Britain's economy did not perform as well as first thought in the third quarter, according to the Office for National Statistics (ONS), and public borrowing soared by more than expected in November pushing the country's budget deficit higher.
As it stands, public debt is now £1.08tn, which is equivalent to 68.5 percent of GDP - the highest ratio in over 40 years.
Third quarter GDP has been revised down to 0.9 percent from initial estimates of 1 percent expansion, as the country emerged from recession after getting a boost from the London 2012 Olympics and a quirk in the data.
Both the service and manufacturing sectors saw their output revised down for the third quarter, though the construction sector was re-estimated to a slower contraction.
Public sector net borrowing was £17.5bn in November, up £1.2bn on the same month the year before.
The ONS also reported that the public sector current budget deficit was £15.8bn in November, a £1bn rise on November 2011.

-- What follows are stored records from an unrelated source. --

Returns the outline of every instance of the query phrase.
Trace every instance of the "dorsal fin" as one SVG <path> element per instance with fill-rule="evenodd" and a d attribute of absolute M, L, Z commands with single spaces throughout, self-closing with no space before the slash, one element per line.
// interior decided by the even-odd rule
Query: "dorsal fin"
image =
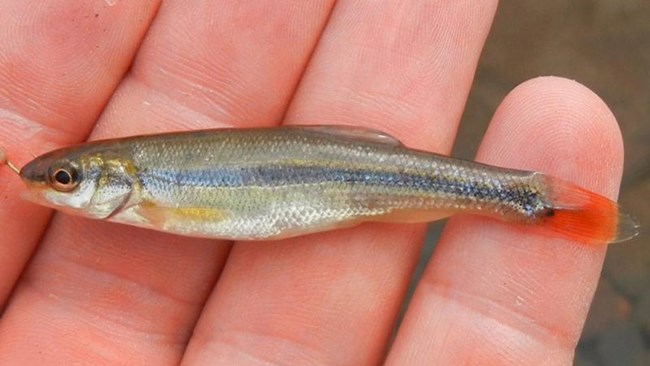
<path fill-rule="evenodd" d="M 403 146 L 402 142 L 395 137 L 372 128 L 347 125 L 300 125 L 295 128 L 326 133 L 332 136 L 346 137 L 377 144 L 386 144 L 390 146 Z"/>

Increased economic activity during the London 2012 Olympic Games, as well as the data correcting itself from anomalous lost output due to the one-off extra public holiday for the Queen's Diamond Jubilee, sent the GDP reading soaring in the third quarter.

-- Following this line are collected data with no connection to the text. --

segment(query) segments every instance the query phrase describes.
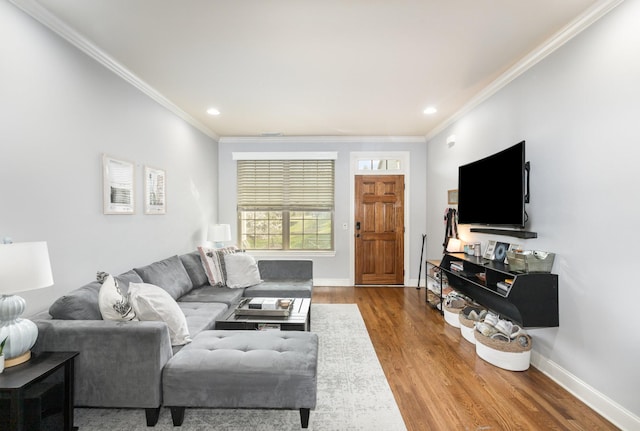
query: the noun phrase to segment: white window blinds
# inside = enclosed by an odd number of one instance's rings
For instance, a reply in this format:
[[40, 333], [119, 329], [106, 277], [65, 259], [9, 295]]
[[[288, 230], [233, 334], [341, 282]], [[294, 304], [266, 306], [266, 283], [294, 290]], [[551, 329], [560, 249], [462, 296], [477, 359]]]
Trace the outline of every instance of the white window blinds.
[[239, 210], [332, 210], [334, 160], [238, 160]]

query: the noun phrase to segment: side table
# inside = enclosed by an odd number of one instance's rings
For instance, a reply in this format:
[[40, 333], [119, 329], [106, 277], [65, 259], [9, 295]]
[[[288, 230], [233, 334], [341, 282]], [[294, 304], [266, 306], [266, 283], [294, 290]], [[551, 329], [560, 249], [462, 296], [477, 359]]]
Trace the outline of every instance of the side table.
[[42, 381], [60, 368], [64, 368], [64, 430], [71, 431], [73, 426], [73, 361], [78, 352], [42, 352], [34, 354], [23, 364], [6, 368], [0, 374], [0, 395], [10, 399], [9, 429], [24, 430], [24, 396], [29, 387]]

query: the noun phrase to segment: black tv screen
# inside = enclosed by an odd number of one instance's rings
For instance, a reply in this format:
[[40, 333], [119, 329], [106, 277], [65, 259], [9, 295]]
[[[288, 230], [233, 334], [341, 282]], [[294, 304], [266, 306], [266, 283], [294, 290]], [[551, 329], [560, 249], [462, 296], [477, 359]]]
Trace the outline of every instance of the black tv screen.
[[524, 141], [458, 168], [458, 223], [524, 228]]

However underlying growth remains flat, as evidence by the figure being revised down.
Chancellor George Osborne has already admitted that he will miss his fiscal target of bringing debt down as a percentage of GDP by 2015/16.
This admission has raised the spectre of a downgrade for the UK's AAA-rated public finances.

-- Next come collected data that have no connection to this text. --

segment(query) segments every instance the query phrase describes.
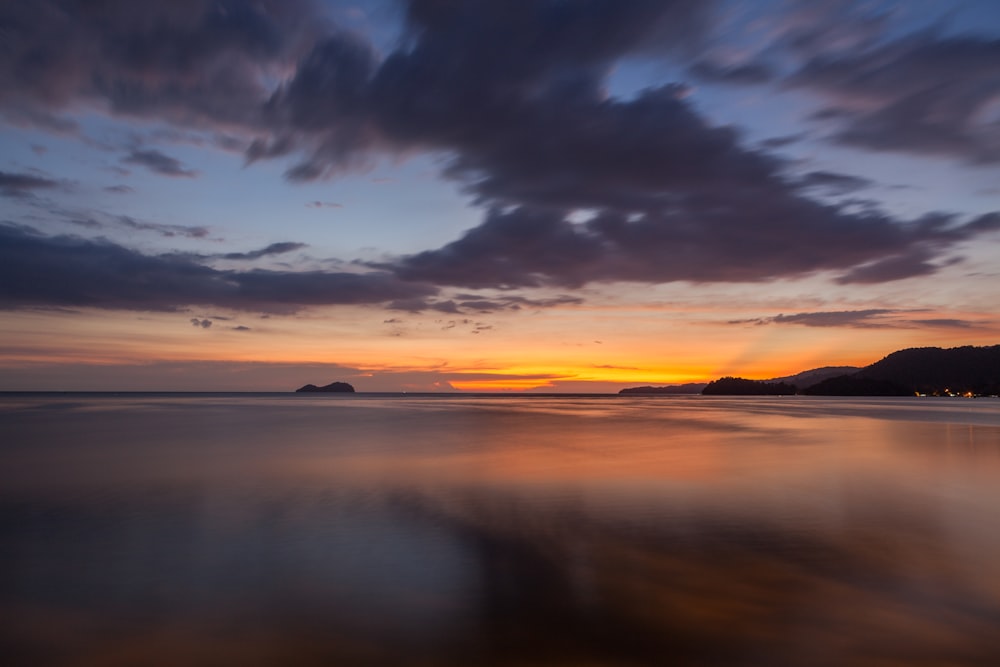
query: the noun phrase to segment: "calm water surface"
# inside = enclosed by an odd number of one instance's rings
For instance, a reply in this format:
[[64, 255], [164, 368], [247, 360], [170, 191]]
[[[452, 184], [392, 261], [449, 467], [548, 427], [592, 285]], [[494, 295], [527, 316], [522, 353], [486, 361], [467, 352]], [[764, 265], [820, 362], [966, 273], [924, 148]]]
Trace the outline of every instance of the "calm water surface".
[[1000, 401], [0, 396], [5, 665], [1000, 664]]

Weak economic output and falling tax receipts has pushed up borrowing, something Osborne had not anticipated, complicating the government's austerity programme which will now be deeper and extend for a longer period of time than had originally been planned.
HMRC figures reveal that tax receipts have tumbled across the year in November, when they collected £33.56bn.
It is down from the previous November's £35.63bn.